# <span style="font-width:bold; font-size: 3rem; color:#1EB182;">**Hopsworks Feature Store** </span> <span style="font-width:bold; font-size: 3rem; color:#333;">- Part 03: Training Data & Feature views</span>

[![Open In Colab](https://colab.research.google.com/assets/colab-badge.svg)](https://colab.research.google.com/github/logicalclocks/hopsworks-tutorials/blob/master/advanced_tutorials/electricity/3_feature_views_and_training_dataset.ipynb)



## 🗒️ This notebook is divided into 3 main sections:
1. **Feature Selection**,
2. **Feature preprocessing**,
3. **Training datasets creation**

![02_training-dataset](../../images/02_training-dataset.png)

### <span style='color:#ff5f27'> 📝 Imports

In [27]:
import pandas as pd
import numpy as np

from functions import *

import warnings

# Mute warnings
warnings.filterwarnings("ignore")

---

## <span style="color:#ff5f27;"> 📡 Connecting to Hopsworks Feature Store </span>

In [28]:
!pip install -U hopsworks --quiet

In [29]:
import hopsworks

project = hopsworks.login()

fs = project.get_feature_store() 

Connection closed.
Connected. Call `.close()` to terminate connection gracefully.

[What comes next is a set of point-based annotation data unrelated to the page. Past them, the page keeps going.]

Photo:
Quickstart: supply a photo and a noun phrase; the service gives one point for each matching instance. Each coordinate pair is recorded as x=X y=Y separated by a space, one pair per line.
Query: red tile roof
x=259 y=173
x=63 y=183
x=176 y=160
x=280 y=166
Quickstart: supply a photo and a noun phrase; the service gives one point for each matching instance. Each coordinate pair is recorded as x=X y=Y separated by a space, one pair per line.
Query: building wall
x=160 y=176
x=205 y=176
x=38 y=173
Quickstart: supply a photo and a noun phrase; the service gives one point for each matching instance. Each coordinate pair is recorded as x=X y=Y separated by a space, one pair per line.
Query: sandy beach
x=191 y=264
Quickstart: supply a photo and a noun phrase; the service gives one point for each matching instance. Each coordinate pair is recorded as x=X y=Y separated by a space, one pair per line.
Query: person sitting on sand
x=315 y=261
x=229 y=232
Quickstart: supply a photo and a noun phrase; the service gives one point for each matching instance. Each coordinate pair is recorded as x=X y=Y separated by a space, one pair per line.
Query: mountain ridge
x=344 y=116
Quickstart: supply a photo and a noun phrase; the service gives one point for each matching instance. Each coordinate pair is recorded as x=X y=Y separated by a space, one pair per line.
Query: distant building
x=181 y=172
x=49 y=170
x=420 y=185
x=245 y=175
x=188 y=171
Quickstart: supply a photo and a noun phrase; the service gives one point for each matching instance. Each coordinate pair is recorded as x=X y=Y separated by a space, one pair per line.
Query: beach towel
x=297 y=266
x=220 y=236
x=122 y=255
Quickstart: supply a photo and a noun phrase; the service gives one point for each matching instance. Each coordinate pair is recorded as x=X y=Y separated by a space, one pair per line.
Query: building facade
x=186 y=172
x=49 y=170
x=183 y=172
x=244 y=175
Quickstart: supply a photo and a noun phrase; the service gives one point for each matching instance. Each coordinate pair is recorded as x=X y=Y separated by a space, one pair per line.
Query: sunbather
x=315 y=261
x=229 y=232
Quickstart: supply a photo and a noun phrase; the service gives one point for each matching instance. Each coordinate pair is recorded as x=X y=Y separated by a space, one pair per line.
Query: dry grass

Logged in to project, explore it here https://c.app.hopsworks.ai:443/p/3348
Connected. Call `.close()` to terminate connection gracefully.


In [30]:
citibike_usage_fg = fs.get_or_create_feature_group(
    name="citibike_usage",
    version=1
)

In [31]:
citibike_stations_info_fg = fs.get_or_create_feature_group(
    name="citibike_stations_info",
    version=1
)

In [32]:
us_holidays_fg = fs.get_or_create_feature_group(
    name="us_holidays",
    version=1
)

In [33]:
meteorological_measurements_fg = fs.get_or_create_feature_group(
    name="meteorological_measurements",
    version=1
)

---

## <span style="color:#ff5f27;"> 🖍 Feature View Creation and Retrieving </span>

Let's start by selecting all the features you want to include for model training/inference.

In [34]:
# Select features for training data.
query = meteorological_measurements_fg.select_except(["timestamp"])\
                                      .join(
                                            us_holidays_fg.select_except(["timestamp"]),
                                            on="date", join_type="left"
                                      )\
                                      .join(
                                          citibike_usage_fg.select_except(["timestamp"]),
                                          on="date", join_type="left"
                                      )

In [35]:
# uncomment and run cell below if you want to see some rows from this query
# but you will have to wait some time

# query.show(5)

`Feature Views` stands between **Feature Groups** and **Training Dataset**. Сombining **Feature Groups** we can create **Feature Views** which store a metadata of our data. Having **Feature Views** we can create **Training Dataset**.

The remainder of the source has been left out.